Dr. Altman credited Andrew Jameton, a bioethicist who authored a seminal book on ethical issues in nursing in 1984, with defining exactly what moral distress is: “painful feelings and/or the psychological disequilibrium that occurs when a person is conscious of the morally appropriate action a situation requires but cannot carry out that action because of the institutionalized obstacles, such as lack of time, lack of supervisory support, exercise of medical power, and institutional policy or legal limits.” Or, in plainer terms, “Moral distress occurs when one knows the ethically correct action to take but feels powerless to take that action,” as Elizabeth G. Epstein, PhD, RN, and Sarah Delgado, MSN, RN, wrote in the Online Journal of Issues in Nursing.

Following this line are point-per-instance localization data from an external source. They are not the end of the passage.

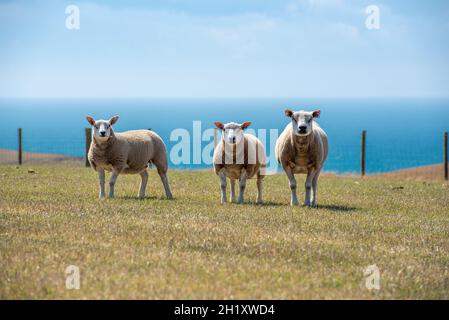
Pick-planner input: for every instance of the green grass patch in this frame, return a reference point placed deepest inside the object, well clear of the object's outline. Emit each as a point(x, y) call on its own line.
point(194, 248)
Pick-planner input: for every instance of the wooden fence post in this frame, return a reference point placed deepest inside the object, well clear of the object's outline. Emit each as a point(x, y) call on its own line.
point(20, 146)
point(445, 157)
point(363, 158)
point(88, 133)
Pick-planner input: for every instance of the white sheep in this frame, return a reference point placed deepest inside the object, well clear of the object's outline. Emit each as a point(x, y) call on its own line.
point(302, 148)
point(126, 152)
point(239, 156)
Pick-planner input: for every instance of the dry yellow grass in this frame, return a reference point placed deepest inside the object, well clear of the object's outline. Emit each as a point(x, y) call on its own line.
point(192, 247)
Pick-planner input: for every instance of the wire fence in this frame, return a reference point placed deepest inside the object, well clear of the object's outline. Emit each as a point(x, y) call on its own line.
point(422, 158)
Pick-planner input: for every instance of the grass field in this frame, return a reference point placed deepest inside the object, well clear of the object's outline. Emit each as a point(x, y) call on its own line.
point(193, 247)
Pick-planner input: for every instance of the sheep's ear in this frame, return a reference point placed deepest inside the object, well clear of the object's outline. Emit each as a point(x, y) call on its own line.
point(219, 125)
point(90, 120)
point(113, 120)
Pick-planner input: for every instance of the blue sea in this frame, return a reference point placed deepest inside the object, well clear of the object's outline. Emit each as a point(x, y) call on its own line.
point(401, 133)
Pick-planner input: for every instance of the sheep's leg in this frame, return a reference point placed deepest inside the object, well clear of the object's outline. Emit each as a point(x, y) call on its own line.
point(164, 179)
point(308, 186)
point(102, 177)
point(143, 183)
point(242, 183)
point(222, 176)
point(112, 181)
point(314, 189)
point(232, 197)
point(292, 183)
point(259, 189)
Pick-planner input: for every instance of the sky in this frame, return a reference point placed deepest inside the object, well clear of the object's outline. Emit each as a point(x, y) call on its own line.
point(224, 48)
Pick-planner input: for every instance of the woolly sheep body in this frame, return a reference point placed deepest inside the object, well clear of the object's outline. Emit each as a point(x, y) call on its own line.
point(251, 165)
point(303, 154)
point(128, 152)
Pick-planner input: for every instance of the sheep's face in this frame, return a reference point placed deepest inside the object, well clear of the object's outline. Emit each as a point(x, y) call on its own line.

To understand moral distress, it’s important to know what it’s not, too, Dr. Altman said. It’s not the daily stress of work or compassion fatigue or even burnout, though it can lead to burnout.

“Burnout is the state of physical, emotional, and mental fatigue and exhaustion caused by long-term involvement in situations that are emotionally demanding,” Dr. Altman said. “Burnout has been linked with moral distress, but they are two very different things.”

It’s also not a disagreement among colleagues or “an excuse to avoid a challenging situation.” In fact, the No. 1 cause of moral distress, in study after study, Dr. Altman said, is providing medical care, particularly medically futile care.

“Providing really unnecessary treatments and providing end-of-life care can lead to it as well as complex patients and challenging situations,” Dr. Altman said. Other causes include inadequate staffing, incompetent providers, poor communication, and advanced technology used to sustain life.

Though people often associate moral distress with intensive care, it can occur “wherever care is provided” and can “affect all members of the health care team,” Dr. Altman said. Though the early research into moral distress focused on critical care nurses, the field has since exploded, across all medical disciplines and in countries around the world.

That research has revealed how intensely moral distress can impact the psychological, biological, and social health of people. Physical symptoms that can result from moral distress include diarrhea, headache, heart palpitations, neck pain, muscle aches, and vomiting. The emotions it rouses include frustration, fear, anger, anxiety, and, especially, powerlessness and guilt.

Moral distress can lead to burnout and dissatisfaction in individuals and, subsequently, reduced retention and productivity within institutions. Health care providers who experience moral distress may leave their position, their unit, or the profession altogether.

“That can have a huge impact in a time when we need many more health care providers to care for this exploding population,” Dr. Altman said. It can also negatively influence the patient-provider relationship, potentially affecting the quantity and safety of care delivered, she explained.

But there are ways to address moral distress, she said.

“We’re not going to eradicate it because we will never eradicate critical care or end-of-life care, and those are the causes that lead to moral distress,” Dr. Altman said. “But what we can do, and what the research is now focusing on, is concentrate on improving our work environment, and help people recognize that they’re experiencing moral distress before it gets to burnout … or mitigating moral distress when it occurs.”

Those improvements include fostering both a positive ethical environment, with ethics education, an ethics committee, and on-site ethics experts, and a healthy work environment with collaboration and skillful communication.

Research has shown that “a higher ethical work environment is correlated with a decrease in moral distress frequency,” Dr. Altman said. And structured communication processes should focus on the goals of care, she said. More formal programs may include moral distress workshops, a moral distress consult service, an ethics consult service, and distress debriefings, during which a facilitator leads providers in a structured, collaborative discussion about a distressing event that has occurred.